El primer ataque ocurrió en la localidad de Heidelberg, al este del estado, durante una fiesta de “homecoming”, tradicional celebración que marca el regreso de exalumnos a los campus.
Las autoridades confirmaron que dos personas fueron asesinadas luego de que un hombre armado abriera fuego entre los asistentes.
Un joven de 18 años está siendo buscado como principal sospechoso del ataque, aunque aún no se han confirmado detenciones.
Horas más tarde, en Leland, una ciudad ubicada en el Delta de Mississippi, se registró otro tiroteo tras un partido de fútbol americano escolar.

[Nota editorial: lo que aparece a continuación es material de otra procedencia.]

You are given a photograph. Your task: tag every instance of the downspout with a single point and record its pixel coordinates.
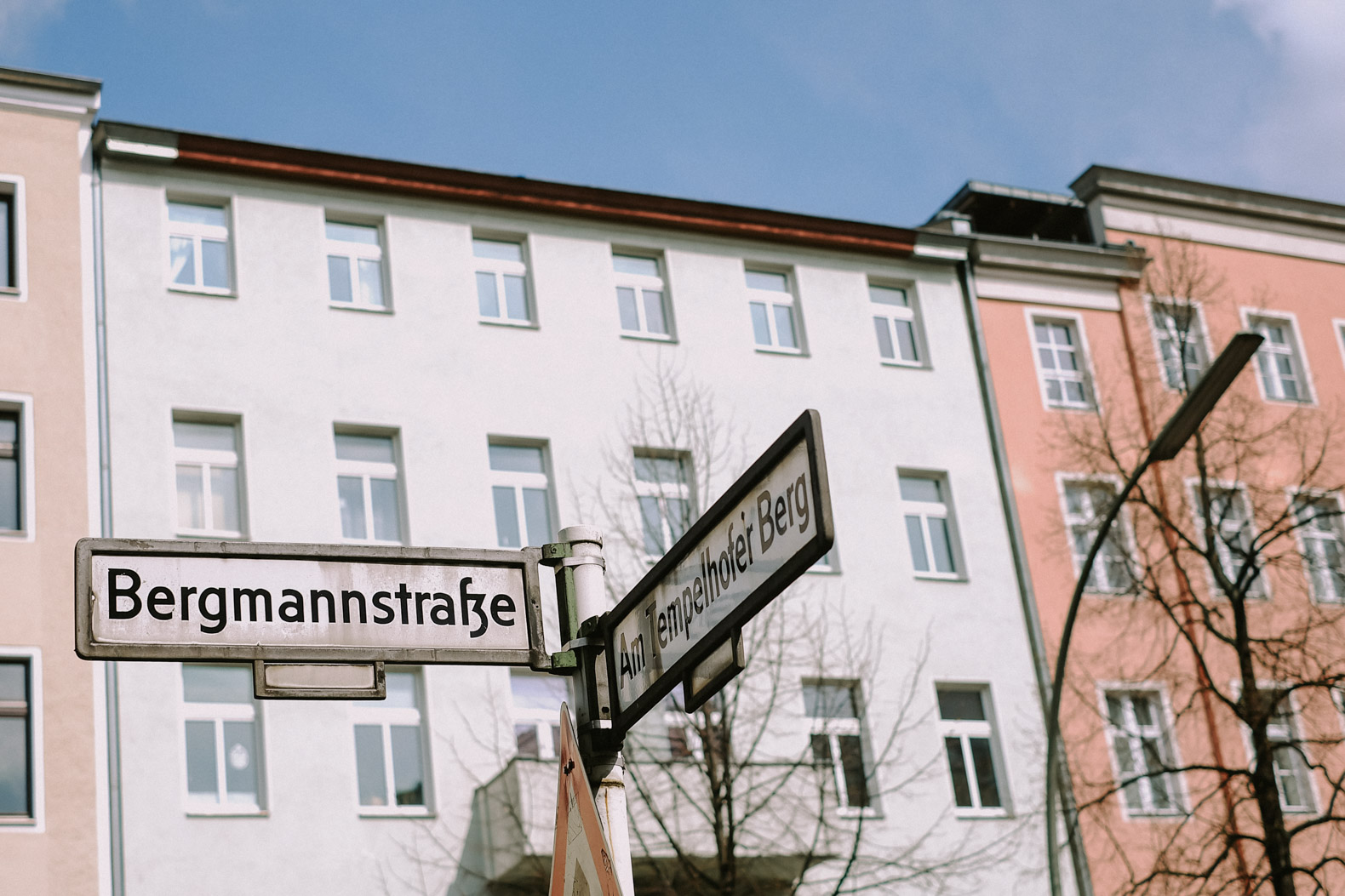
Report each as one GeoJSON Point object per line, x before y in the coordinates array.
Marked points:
{"type": "Point", "coordinates": [100, 311]}
{"type": "Point", "coordinates": [1027, 596]}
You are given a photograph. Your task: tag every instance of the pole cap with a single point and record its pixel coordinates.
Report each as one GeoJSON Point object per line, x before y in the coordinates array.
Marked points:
{"type": "Point", "coordinates": [581, 533]}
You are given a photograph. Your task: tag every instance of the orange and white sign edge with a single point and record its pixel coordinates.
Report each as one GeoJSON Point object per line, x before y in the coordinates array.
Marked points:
{"type": "Point", "coordinates": [581, 861]}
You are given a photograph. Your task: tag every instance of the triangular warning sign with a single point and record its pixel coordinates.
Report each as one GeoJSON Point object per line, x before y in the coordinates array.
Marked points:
{"type": "Point", "coordinates": [581, 863]}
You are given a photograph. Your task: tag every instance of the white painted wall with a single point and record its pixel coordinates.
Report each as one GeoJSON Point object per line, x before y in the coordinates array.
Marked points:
{"type": "Point", "coordinates": [291, 366]}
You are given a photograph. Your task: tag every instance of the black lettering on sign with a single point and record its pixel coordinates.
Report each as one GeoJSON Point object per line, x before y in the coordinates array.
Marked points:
{"type": "Point", "coordinates": [116, 594]}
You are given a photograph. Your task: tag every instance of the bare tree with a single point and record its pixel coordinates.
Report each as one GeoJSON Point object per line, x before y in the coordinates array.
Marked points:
{"type": "Point", "coordinates": [1235, 574]}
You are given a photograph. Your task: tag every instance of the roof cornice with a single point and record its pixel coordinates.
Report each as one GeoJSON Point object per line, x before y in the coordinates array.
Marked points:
{"type": "Point", "coordinates": [335, 170]}
{"type": "Point", "coordinates": [1099, 182]}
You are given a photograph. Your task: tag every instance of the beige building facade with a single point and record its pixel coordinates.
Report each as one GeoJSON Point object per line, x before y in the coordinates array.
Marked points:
{"type": "Point", "coordinates": [49, 761]}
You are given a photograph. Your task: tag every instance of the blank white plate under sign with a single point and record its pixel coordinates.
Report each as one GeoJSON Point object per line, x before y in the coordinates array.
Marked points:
{"type": "Point", "coordinates": [319, 681]}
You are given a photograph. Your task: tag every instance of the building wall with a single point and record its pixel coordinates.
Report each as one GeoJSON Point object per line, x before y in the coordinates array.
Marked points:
{"type": "Point", "coordinates": [291, 366]}
{"type": "Point", "coordinates": [44, 154]}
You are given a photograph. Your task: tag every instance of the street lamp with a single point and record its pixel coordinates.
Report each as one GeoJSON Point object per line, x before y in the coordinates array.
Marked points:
{"type": "Point", "coordinates": [1175, 433]}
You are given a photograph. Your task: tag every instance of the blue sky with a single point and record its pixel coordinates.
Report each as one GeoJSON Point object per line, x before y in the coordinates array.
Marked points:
{"type": "Point", "coordinates": [869, 109]}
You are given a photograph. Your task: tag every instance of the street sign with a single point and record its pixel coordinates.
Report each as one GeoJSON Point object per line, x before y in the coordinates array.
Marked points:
{"type": "Point", "coordinates": [581, 863]}
{"type": "Point", "coordinates": [762, 534]}
{"type": "Point", "coordinates": [192, 600]}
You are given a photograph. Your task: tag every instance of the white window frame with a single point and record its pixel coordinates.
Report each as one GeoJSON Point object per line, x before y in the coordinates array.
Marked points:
{"type": "Point", "coordinates": [206, 460]}
{"type": "Point", "coordinates": [1259, 590]}
{"type": "Point", "coordinates": [499, 268]}
{"type": "Point", "coordinates": [1197, 335]}
{"type": "Point", "coordinates": [1120, 529]}
{"type": "Point", "coordinates": [521, 481]}
{"type": "Point", "coordinates": [218, 715]}
{"type": "Point", "coordinates": [927, 511]}
{"type": "Point", "coordinates": [385, 717]}
{"type": "Point", "coordinates": [662, 491]}
{"type": "Point", "coordinates": [368, 470]}
{"type": "Point", "coordinates": [197, 233]}
{"type": "Point", "coordinates": [14, 187]}
{"type": "Point", "coordinates": [642, 282]}
{"type": "Point", "coordinates": [833, 728]}
{"type": "Point", "coordinates": [544, 720]}
{"type": "Point", "coordinates": [964, 729]}
{"type": "Point", "coordinates": [772, 299]}
{"type": "Point", "coordinates": [354, 254]}
{"type": "Point", "coordinates": [1164, 731]}
{"type": "Point", "coordinates": [1305, 539]}
{"type": "Point", "coordinates": [1254, 319]}
{"type": "Point", "coordinates": [20, 404]}
{"type": "Point", "coordinates": [1085, 373]}
{"type": "Point", "coordinates": [1277, 733]}
{"type": "Point", "coordinates": [35, 824]}
{"type": "Point", "coordinates": [890, 314]}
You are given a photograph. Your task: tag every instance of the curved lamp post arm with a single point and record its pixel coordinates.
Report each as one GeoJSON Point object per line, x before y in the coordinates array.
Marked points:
{"type": "Point", "coordinates": [1175, 433]}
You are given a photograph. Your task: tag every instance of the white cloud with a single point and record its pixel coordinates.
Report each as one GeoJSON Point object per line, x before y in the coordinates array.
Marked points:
{"type": "Point", "coordinates": [19, 16]}
{"type": "Point", "coordinates": [1294, 141]}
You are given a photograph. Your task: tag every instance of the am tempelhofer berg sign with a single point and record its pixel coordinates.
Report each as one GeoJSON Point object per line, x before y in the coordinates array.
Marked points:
{"type": "Point", "coordinates": [762, 534]}
{"type": "Point", "coordinates": [306, 603]}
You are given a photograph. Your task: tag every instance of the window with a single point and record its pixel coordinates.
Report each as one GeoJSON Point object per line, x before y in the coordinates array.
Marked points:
{"type": "Point", "coordinates": [837, 739]}
{"type": "Point", "coordinates": [198, 247]}
{"type": "Point", "coordinates": [209, 484]}
{"type": "Point", "coordinates": [502, 282]}
{"type": "Point", "coordinates": [224, 751]}
{"type": "Point", "coordinates": [1182, 343]}
{"type": "Point", "coordinates": [389, 748]}
{"type": "Point", "coordinates": [1321, 539]}
{"type": "Point", "coordinates": [521, 493]}
{"type": "Point", "coordinates": [366, 484]}
{"type": "Point", "coordinates": [1087, 502]}
{"type": "Point", "coordinates": [663, 491]}
{"type": "Point", "coordinates": [896, 326]}
{"type": "Point", "coordinates": [9, 237]}
{"type": "Point", "coordinates": [18, 740]}
{"type": "Point", "coordinates": [1296, 794]}
{"type": "Point", "coordinates": [355, 265]}
{"type": "Point", "coordinates": [537, 712]}
{"type": "Point", "coordinates": [1142, 752]}
{"type": "Point", "coordinates": [1278, 361]}
{"type": "Point", "coordinates": [1060, 363]}
{"type": "Point", "coordinates": [13, 472]}
{"type": "Point", "coordinates": [930, 532]}
{"type": "Point", "coordinates": [771, 301]}
{"type": "Point", "coordinates": [1233, 536]}
{"type": "Point", "coordinates": [970, 747]}
{"type": "Point", "coordinates": [640, 296]}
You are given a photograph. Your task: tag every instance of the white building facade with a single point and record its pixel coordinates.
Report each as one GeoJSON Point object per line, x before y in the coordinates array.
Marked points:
{"type": "Point", "coordinates": [311, 347]}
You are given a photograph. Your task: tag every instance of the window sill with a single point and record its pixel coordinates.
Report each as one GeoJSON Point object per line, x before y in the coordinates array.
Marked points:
{"type": "Point", "coordinates": [394, 812]}
{"type": "Point", "coordinates": [371, 310]}
{"type": "Point", "coordinates": [981, 814]}
{"type": "Point", "coordinates": [941, 576]}
{"type": "Point", "coordinates": [202, 291]}
{"type": "Point", "coordinates": [505, 322]}
{"type": "Point", "coordinates": [846, 812]}
{"type": "Point", "coordinates": [647, 337]}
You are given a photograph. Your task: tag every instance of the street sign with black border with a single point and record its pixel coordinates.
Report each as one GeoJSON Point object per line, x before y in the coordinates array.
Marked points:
{"type": "Point", "coordinates": [762, 534]}
{"type": "Point", "coordinates": [284, 603]}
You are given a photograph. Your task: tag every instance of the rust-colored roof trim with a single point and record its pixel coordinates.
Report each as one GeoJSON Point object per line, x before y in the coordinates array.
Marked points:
{"type": "Point", "coordinates": [269, 160]}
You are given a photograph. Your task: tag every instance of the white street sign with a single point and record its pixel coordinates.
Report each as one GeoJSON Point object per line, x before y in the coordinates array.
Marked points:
{"type": "Point", "coordinates": [324, 603]}
{"type": "Point", "coordinates": [767, 529]}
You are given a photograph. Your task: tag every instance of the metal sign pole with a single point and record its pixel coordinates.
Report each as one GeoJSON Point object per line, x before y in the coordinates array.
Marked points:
{"type": "Point", "coordinates": [581, 595]}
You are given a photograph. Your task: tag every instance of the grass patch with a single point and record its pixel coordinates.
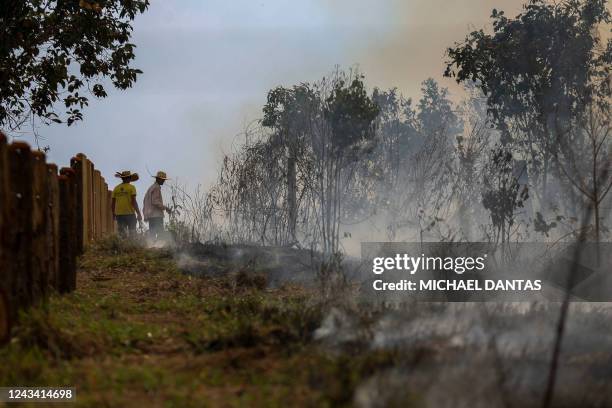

En este segundo evento, cuatro personas perdieron la vida y varias más resultaron heridas cuando se desataron disparos cerca del centro de la ciudad, donde se congregaban decenas de jóvenes y familias.
Las autoridades locales señalaron que no se han realizado arrestos y pidieron la colaboración de testigos para identificar a los responsables.
Los tiroteos ocurren en medio de un creciente debate sobre la violencia armada en Estados Unidos, especialmente en eventos escolares y comunitarios.
Mississippi, uno de los estados con mayor índice de armas por habitante, ha registrado varios incidentes similares en los últimos años, aunque pocos con un saldo tan alto de víctimas en un mismo fin de semana.
El Departamento de Policía estatal y el Buró de Investigaciones de Mississippi (MBI) han desplegado agentes en las zonas afectadas para continuar con las pesquisas.
“Estos actos de violencia son inaceptables, especialmente cuando afectan a jóvenes en espacios donde deberían sentirse seguros”, declaró un portavoz del MBI.
Las escuelas involucradas suspendieron todas las actividades del fin de semana, mientras los habitantes de ambas comunidades organizaron vigilias para recordar a las víctimas.
Lo que debía ser una celebración de orgullo estudiantil terminó siendo otra página oscura en la larga lista de tragedias por armas de fuego en Estados Unidos.